Speaker
Description
With new radioactive-ion-beam facilities such as FRIB becoming operational, the properties of nuclei in close proximity to the driplines are coming within reach of high-precision measurements. Within the last year, at a fraction of FRIB’s ultimate beam intensity, we used the LEBIT facility [1] to successfully perform Penning-trap mass measurements of 101Sn, 103Sn [2], 23Si, and 22Al [3]. These masses are critical for nuclear astrophysics and nuclear structure studies, providing insights into the smoothness of the mass surface, and determining the level ordering and isospin symmetry breaking effects. As FRIB ramps up its beam intensity, the production of many more nuclei will enable new and exceptional research opportunities.

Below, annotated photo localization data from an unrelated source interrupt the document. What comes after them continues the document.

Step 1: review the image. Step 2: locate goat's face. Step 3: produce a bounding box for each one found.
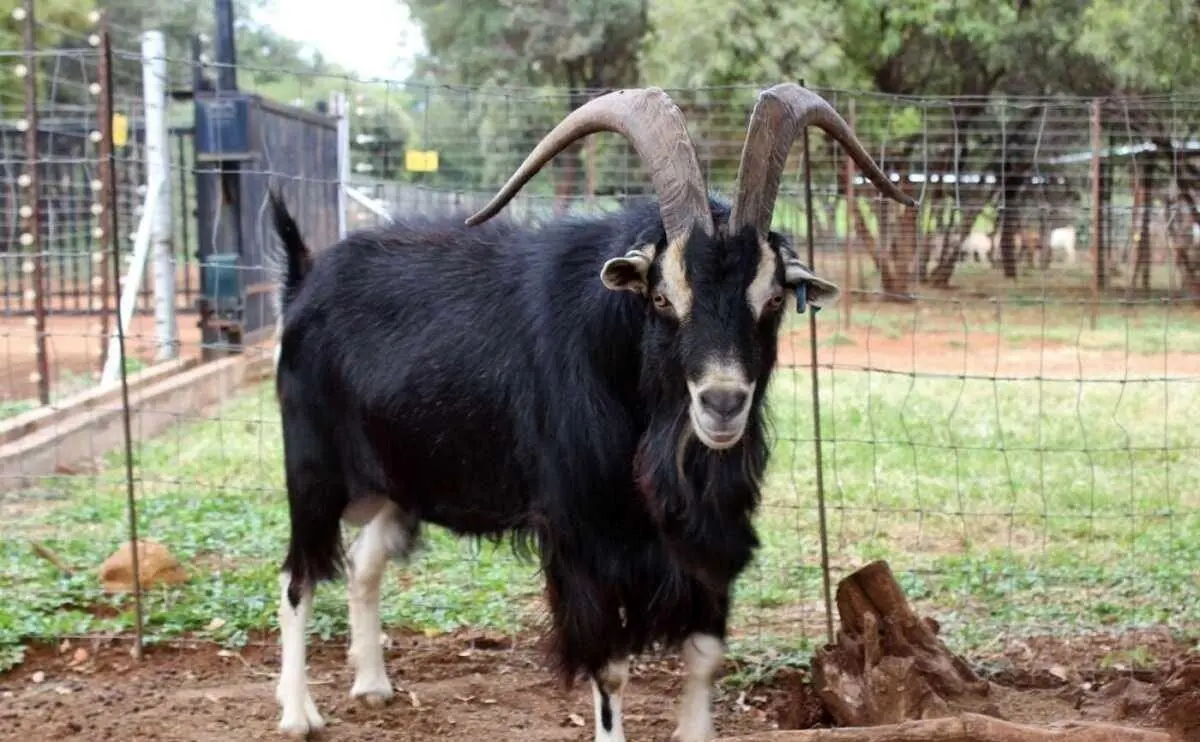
[603,223,834,450]
[465,84,911,452]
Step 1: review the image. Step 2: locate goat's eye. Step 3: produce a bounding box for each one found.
[652,292,672,310]
[767,292,785,310]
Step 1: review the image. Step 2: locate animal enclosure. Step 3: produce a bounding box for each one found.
[1,13,1197,742]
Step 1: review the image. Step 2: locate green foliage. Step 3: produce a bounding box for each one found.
[641,0,842,88]
[408,0,646,88]
[401,0,649,193]
[394,0,1200,206]
[1078,0,1200,93]
[643,0,1165,98]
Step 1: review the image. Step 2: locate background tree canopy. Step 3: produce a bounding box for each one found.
[396,0,1198,193]
[397,0,1200,288]
[11,0,1199,288]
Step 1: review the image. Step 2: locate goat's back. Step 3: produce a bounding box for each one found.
[275,207,652,538]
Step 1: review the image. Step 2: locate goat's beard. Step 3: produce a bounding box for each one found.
[632,402,766,590]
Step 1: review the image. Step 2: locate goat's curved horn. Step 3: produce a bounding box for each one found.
[730,83,917,237]
[465,88,713,244]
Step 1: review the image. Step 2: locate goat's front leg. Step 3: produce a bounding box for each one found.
[671,633,724,742]
[591,657,630,742]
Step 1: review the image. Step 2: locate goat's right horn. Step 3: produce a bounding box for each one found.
[465,88,713,246]
[730,82,917,239]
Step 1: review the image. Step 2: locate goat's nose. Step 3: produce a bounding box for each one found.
[700,388,749,419]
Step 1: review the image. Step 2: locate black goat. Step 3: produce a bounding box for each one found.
[269,83,914,740]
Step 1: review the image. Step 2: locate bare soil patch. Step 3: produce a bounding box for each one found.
[0,629,1193,741]
[0,311,204,403]
[779,325,1200,379]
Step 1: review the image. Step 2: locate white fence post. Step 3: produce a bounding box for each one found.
[141,30,176,361]
[332,91,350,239]
[101,175,164,389]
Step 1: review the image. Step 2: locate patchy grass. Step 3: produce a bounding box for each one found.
[2,356,1199,671]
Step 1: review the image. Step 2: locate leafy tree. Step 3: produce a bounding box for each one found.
[406,0,648,198]
[1078,0,1200,295]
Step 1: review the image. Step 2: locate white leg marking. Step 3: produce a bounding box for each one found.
[276,572,324,737]
[273,316,283,370]
[347,501,407,707]
[591,659,629,742]
[672,634,724,742]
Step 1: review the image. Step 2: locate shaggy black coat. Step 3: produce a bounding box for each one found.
[270,193,783,682]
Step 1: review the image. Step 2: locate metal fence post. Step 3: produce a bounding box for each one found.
[21,0,50,405]
[843,98,856,330]
[97,15,146,660]
[142,30,177,361]
[801,80,836,645]
[1089,99,1102,329]
[334,91,350,240]
[94,11,115,374]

However, the short half-lives of many of these nuclei pose challenges for Penning-trap mass spectrometry. To overcome these limitations, we are developing a next-generation MR-ToF device at FRIB based on the work in [4].
In this contribution, I will discuss the mass measurements of 101,103Sn, and 23Si and their significance for nuclear physics, along with an overview of the ongoing development of a next-generation MR-ToF device that will expand the mass measurement and separation capabilities of FRIB.
[1] R. Ringle, S. Schwarz and G. Bollen, Penning trap mass spectrometry of rare isotopes produced via projectile fragmentation at the LEBIT facility, IJMS 349-350, 87 (2013).
[2] C.M. Ireland, F.M. Maier et al., High-Precision mass measurements of 103Sn restores smoothness of the mass surface, PRC 111, 014314 (2025).
[3] S.E. Campbell et al., Precision Mass Measurement of the Proton Dripline Halo Candidate 22Al, PRL 131, 152501 (2024).
[4] F.M. Maier et al., Increased beam energy as a pathway towards a highly selective and high-flux MR-ToF mass separator, NIMA 1056, 168545 (2023).